As the sun sank lower the shadow effect was beautiful, and even Johnny's practical mind was impressed by it. The color effect he had seen before—the streaks of black, gray, red, green, maroon, and white. Bits of crystal and quartz were set afire by the sun's slanting rays and some of them almost dazzled him.

To the west the sky was a blaze of color and the lengthening shadows made an ever-changing picture. Below him the dusk was beginning to shroud the bottom of the canyon, creeping higher and higher as the minutes passed. To see better, he wriggled closer to the edge, and a venomous whine passed over his head to die out swiftly in the air.

"Huh!" he grunted. "Fine target I must 'a' been for that thief down there, with such a sky behind me. I've got to remember things up here, or I'll lose my rememberer. I'm on a skyline that is a skyline. An' I ain't goin' to answer every fool that cuts loose at me, neither. I got plenty of cartridges, but I won't have if I start gettin' foolish with 'em. An' before dark I'm goin' to rustle me a blanket; it's gettin' cooler by jumps."

He made another visit to the south side of the butte for a glance down the trail of misery, and then dismissed it from his mind. In view of his experiences with it in daylight, he knew that no human being could climb it in the dark.

"It's as safe, day an' night, as if Red or Hoppy was layin' right here—an' that's plenty good enough for me," he smiled. "William, Junior's, bobcat kitten won't never grow big enough to climb that place—an' it's th' only thing on earth that he can't climb, blast him!"

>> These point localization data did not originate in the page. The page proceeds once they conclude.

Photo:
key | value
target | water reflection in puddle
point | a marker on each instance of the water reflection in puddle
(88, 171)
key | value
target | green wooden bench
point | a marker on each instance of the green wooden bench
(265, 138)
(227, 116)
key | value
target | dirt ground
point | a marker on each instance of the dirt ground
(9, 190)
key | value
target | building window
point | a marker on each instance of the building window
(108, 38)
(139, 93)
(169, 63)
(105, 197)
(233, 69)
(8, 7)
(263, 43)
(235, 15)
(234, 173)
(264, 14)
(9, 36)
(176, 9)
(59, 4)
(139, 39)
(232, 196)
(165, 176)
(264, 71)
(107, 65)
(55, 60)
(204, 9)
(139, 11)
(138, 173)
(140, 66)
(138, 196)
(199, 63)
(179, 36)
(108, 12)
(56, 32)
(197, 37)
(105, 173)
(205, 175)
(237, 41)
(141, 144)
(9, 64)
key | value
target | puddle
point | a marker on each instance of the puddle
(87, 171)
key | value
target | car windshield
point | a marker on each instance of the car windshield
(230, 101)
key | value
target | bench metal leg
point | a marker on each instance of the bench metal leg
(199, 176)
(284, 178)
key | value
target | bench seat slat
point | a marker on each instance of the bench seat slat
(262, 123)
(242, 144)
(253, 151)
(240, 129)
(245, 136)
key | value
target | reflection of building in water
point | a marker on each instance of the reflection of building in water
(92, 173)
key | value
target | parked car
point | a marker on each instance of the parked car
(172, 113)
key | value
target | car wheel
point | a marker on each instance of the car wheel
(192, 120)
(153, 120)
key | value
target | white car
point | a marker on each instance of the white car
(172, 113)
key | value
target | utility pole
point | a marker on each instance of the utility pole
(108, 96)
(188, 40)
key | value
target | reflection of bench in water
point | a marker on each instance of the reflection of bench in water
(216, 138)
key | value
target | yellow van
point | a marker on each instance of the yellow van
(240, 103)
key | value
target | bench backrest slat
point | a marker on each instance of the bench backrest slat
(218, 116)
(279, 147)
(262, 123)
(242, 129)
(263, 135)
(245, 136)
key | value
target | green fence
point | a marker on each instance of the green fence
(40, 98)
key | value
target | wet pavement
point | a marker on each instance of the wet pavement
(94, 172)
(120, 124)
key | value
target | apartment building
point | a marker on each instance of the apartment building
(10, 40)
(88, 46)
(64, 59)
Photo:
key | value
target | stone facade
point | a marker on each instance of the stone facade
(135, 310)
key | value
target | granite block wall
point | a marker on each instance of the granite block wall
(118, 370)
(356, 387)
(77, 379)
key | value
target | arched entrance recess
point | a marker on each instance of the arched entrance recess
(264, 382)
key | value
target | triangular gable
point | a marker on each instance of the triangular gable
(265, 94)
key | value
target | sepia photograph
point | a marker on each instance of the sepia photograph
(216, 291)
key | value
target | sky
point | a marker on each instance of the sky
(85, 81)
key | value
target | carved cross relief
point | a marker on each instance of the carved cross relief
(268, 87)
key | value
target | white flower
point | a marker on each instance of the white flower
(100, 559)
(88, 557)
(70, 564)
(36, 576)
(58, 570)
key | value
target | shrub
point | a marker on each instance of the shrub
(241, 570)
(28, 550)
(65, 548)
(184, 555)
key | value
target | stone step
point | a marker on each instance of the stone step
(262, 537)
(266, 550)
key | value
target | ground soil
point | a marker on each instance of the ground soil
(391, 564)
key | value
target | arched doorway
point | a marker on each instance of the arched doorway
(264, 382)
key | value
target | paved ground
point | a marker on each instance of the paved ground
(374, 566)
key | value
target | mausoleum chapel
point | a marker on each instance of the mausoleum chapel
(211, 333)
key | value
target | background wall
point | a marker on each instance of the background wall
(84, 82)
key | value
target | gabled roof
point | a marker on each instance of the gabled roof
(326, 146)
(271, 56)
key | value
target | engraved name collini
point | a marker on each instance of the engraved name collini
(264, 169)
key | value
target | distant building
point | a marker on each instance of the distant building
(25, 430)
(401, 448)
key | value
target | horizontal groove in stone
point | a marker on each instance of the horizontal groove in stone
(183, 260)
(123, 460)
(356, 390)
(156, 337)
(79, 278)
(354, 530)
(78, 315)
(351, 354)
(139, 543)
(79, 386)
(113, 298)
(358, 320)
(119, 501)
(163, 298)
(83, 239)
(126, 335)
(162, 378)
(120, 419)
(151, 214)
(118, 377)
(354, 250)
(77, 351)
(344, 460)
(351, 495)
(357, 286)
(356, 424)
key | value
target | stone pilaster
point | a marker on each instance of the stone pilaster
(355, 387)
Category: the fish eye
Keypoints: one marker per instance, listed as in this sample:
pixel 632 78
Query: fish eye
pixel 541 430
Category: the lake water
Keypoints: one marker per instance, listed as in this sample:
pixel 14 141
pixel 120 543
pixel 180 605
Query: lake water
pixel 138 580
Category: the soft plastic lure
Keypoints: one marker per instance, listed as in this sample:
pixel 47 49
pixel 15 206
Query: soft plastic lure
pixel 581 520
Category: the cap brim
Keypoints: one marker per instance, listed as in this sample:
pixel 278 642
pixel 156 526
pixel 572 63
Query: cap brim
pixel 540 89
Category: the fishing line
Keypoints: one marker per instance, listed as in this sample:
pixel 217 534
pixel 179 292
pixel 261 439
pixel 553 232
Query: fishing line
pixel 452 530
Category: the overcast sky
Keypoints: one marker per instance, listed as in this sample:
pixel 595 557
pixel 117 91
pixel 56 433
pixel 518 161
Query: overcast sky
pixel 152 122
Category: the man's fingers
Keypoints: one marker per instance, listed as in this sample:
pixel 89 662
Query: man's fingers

Returning to his camp he had a drink and a smoke, and then, taking up a blanket and a pan of cold beans, he went to the head of the trail, there to keep a long and wearisome vigil.

Darkness had descended when he reached his chosen spot, and wrapping the blanket around him he sat down cross-legged, laid his rifle near him, and leaned back against a rock to watch the trail and wait for daylight. Faint, long-drawn, quavering, came the howl of a wolf, and from a point below him in the blackness of the canyon a cougar screamed defiance. He was surprised by the clearness with which occasional sounds came up to him, for he distinctly heard the crack of dead wood where some careless foot trod, and he heard a voice ask who had the second shift on the south side of the butte.

"Turn in," came the answer. "We ain't watchin' that side no more. You relieve me at midnight, an' don't forget it!"

For some time he had been hearing strange, dragging sounds which seemed to come from the foot of the trail; and had been fooled into believing that an attack was under way. Then several low crashes gave him the distance, and he again leaned back against the rock, slipping the Colt into its holster.

A tiny point of light sprang up in the darkness, whisked behind a bowlder as he reached for his rifle, and grew rapidly brighter. Then it soared into the air and curved toward the foot of the trail, and almost instantly became a great, leaping flame which soon lit up the trail, the towering walls of the buttes, and the glistening bowlders in the canyon.